This week the Parliamentary portfolio
committees sit for the second time in the current session, having elected their
chairpersons last week. In an unusual arrangement, members of the Portfolio
Committee on Small Business Development will attend not only their own but also
those of Trade & Industry and Economic Development.
The reason, presumably, is that this new
department will have to sequester a number of duties, functions and agencies
from the other two in order to do its job. A fair amount of bargaining and
arm-twisting needs to happen before the department’s shape is determined.
We will get a sense of Minister Lindiwe Zulu’s
strategy when we see this shape emerging. Will she take over the bureaucracy
managing the myriad agencies and programmes for small business residing in the
DTI and EDD, or assume a co-ordinating and troubleshooting role, becoming a
small business czar and advocate with the ear of the Presidency?
As she and her team ponder these questions,
a good starting point would be to revisit the National Small Business Act
promulgated way back in 1996 and amended in 2004. These established the
legislative foundation for DTI policy on promoting and supporting small
business.
It is surprising the Minister has not, so
far as I am aware, mentioned this Act in statements issued since her
appointment. Especially in view of what is contained in Section 4 of the Act, which
I reviewed recently with Chris Darroll, CEO of policy think tank SBP.
Ms Darroll was one of the contributors to
the Act, representing the now-disbanded Sunnyside Group that pressed for
deregulation in all legislation passed in the 1990s. One of its focus areas was
small business, which even then was wrapped in red tape. Little has changed,
despite the provisions of the Act.
In the Determination of Guidelines of Section 4 of the Act, clause 18 (1) states: “The Minister may, by notice in
the Gazette, publish guidelines for organs of state in national, provincial and
local spheres of government to promote small business and the National Small
Business Support Strategy.”
Falling within its
embrace are small business organisations, trade unions and other representative
organisations, whose affairs the Minister is empowered to regulate on “any
matter which in terms of this Act is required or permitted to be prescribed.”
They key word for
Minister Zulu to ponder on is “guidelines”.
Under the Act she can
issue guidelines to the Department of Labour exempting small businesses from
provisions in the Labour Relations Act that make life difficult for them, such
as those entitling unions to use their premises for meetings and imposing sector
bargaining council pay scales.
She can do the same
with the Treasury, taking a cue from the Davis Tax Committee which recommended a
raft of changes to tax law affecting small business.
But for the Act to
have teeth guidelines are not enough.
Other organs of state and interested parties can ignore them.
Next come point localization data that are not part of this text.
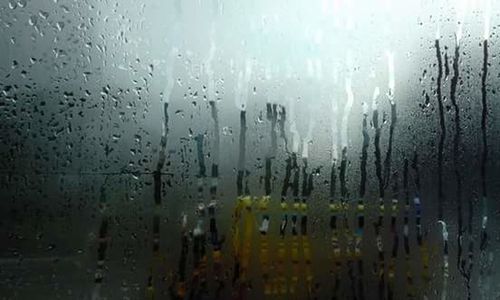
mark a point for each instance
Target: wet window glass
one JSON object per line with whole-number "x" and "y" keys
{"x": 327, "y": 149}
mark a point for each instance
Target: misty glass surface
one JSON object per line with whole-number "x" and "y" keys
{"x": 215, "y": 149}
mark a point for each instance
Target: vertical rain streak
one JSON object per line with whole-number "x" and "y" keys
{"x": 392, "y": 127}
{"x": 442, "y": 133}
{"x": 242, "y": 153}
{"x": 456, "y": 155}
{"x": 376, "y": 144}
{"x": 216, "y": 241}
{"x": 361, "y": 205}
{"x": 484, "y": 139}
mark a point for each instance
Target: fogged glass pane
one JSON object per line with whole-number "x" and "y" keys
{"x": 216, "y": 149}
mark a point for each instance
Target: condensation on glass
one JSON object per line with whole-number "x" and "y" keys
{"x": 216, "y": 149}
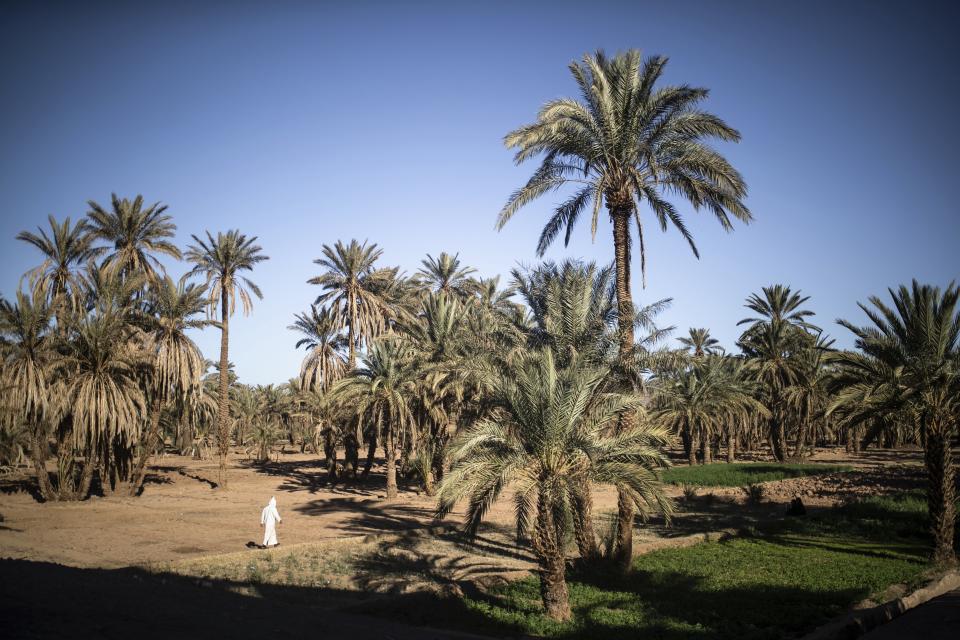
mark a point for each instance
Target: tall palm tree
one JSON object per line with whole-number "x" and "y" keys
{"x": 772, "y": 342}
{"x": 101, "y": 368}
{"x": 910, "y": 358}
{"x": 324, "y": 363}
{"x": 65, "y": 252}
{"x": 807, "y": 398}
{"x": 437, "y": 337}
{"x": 177, "y": 364}
{"x": 700, "y": 343}
{"x": 625, "y": 143}
{"x": 133, "y": 234}
{"x": 28, "y": 354}
{"x": 549, "y": 440}
{"x": 381, "y": 391}
{"x": 359, "y": 293}
{"x": 221, "y": 260}
{"x": 444, "y": 274}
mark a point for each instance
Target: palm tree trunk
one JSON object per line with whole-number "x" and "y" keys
{"x": 550, "y": 557}
{"x": 390, "y": 450}
{"x": 778, "y": 438}
{"x": 86, "y": 479}
{"x": 330, "y": 451}
{"x": 428, "y": 484}
{"x": 686, "y": 440}
{"x": 625, "y": 313}
{"x": 941, "y": 494}
{"x": 801, "y": 439}
{"x": 147, "y": 447}
{"x": 371, "y": 454}
{"x": 692, "y": 454}
{"x": 583, "y": 529}
{"x": 224, "y": 406}
{"x": 351, "y": 455}
{"x": 351, "y": 336}
{"x": 38, "y": 451}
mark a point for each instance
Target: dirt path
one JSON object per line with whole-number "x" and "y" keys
{"x": 938, "y": 619}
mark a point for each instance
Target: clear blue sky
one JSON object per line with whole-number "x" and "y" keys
{"x": 304, "y": 124}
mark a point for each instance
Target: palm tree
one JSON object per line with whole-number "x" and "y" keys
{"x": 627, "y": 142}
{"x": 771, "y": 343}
{"x": 221, "y": 261}
{"x": 700, "y": 343}
{"x": 807, "y": 398}
{"x": 573, "y": 311}
{"x": 380, "y": 391}
{"x": 65, "y": 251}
{"x": 177, "y": 364}
{"x": 101, "y": 368}
{"x": 441, "y": 350}
{"x": 324, "y": 363}
{"x": 444, "y": 274}
{"x": 133, "y": 234}
{"x": 28, "y": 354}
{"x": 359, "y": 294}
{"x": 698, "y": 401}
{"x": 549, "y": 440}
{"x": 910, "y": 357}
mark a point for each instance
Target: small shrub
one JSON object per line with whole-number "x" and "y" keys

Recommendations
and guidelines are unenforceable.
So, for instance, the
Treasury only accepted two of the Davis recommendations, while measures on
labour reform agreed in Nedlac last year, such as mandatory secret ballots
before strikes are called, were thrown out by the Labour Portfolio Committee under
pressure from unions.
Minister Zulu should
bring the Act back into Committee and let us debate how we can give it, and her
department, teeth and the power to legislate across departmental boundaries. Or
at the very least, force her Cabinet colleagues to relax regulations that
strangle entrepreneurship and hinder job creation.
Force is something the
ANC understands well, but not when it is on the receiving end. Zulu will have
to develop a thick hide, and very persuasive advocacy skills, to have any
impact on her colleagues. The DA will support her if she shows some mettle, and
prove the naysayers to the formation of her department wrong. She has already
come up against resistance from COSATU when she hinted at changes to labour
legislation to help small business.
One piece of
legislation screaming for a re-write is the Business Licensing Bill which DTI
Minister Rob Davis introduced last year.
He had to withdraw it after howls of protest from businesses and civil
society, but insists he will bring it back to Parliament. If he does, it is an
opportunity for Zulu to make her mark.
But first the Minister
should focus on listening, especially to the likes of which the ANC has traditionally
side-lined including the Free Market Foundation, the SA Institute for
Entrepreneurship, chambers of business and other organisations sitting at the
coalface of enterprise development. She needs to consult on how to define the
sector: where does the department draw the line between small, medium and micro
enterprises, and how should interventions be crafted appropriately for each? What
is international best practice in small business development and how can we
bring it to SA?
Exciting times lie
ahead for the Portfolio Committee on Small Business Development. We will endeavour
to keep the business community and other interested parties closely informed and
ensure an open and noisy policy debate.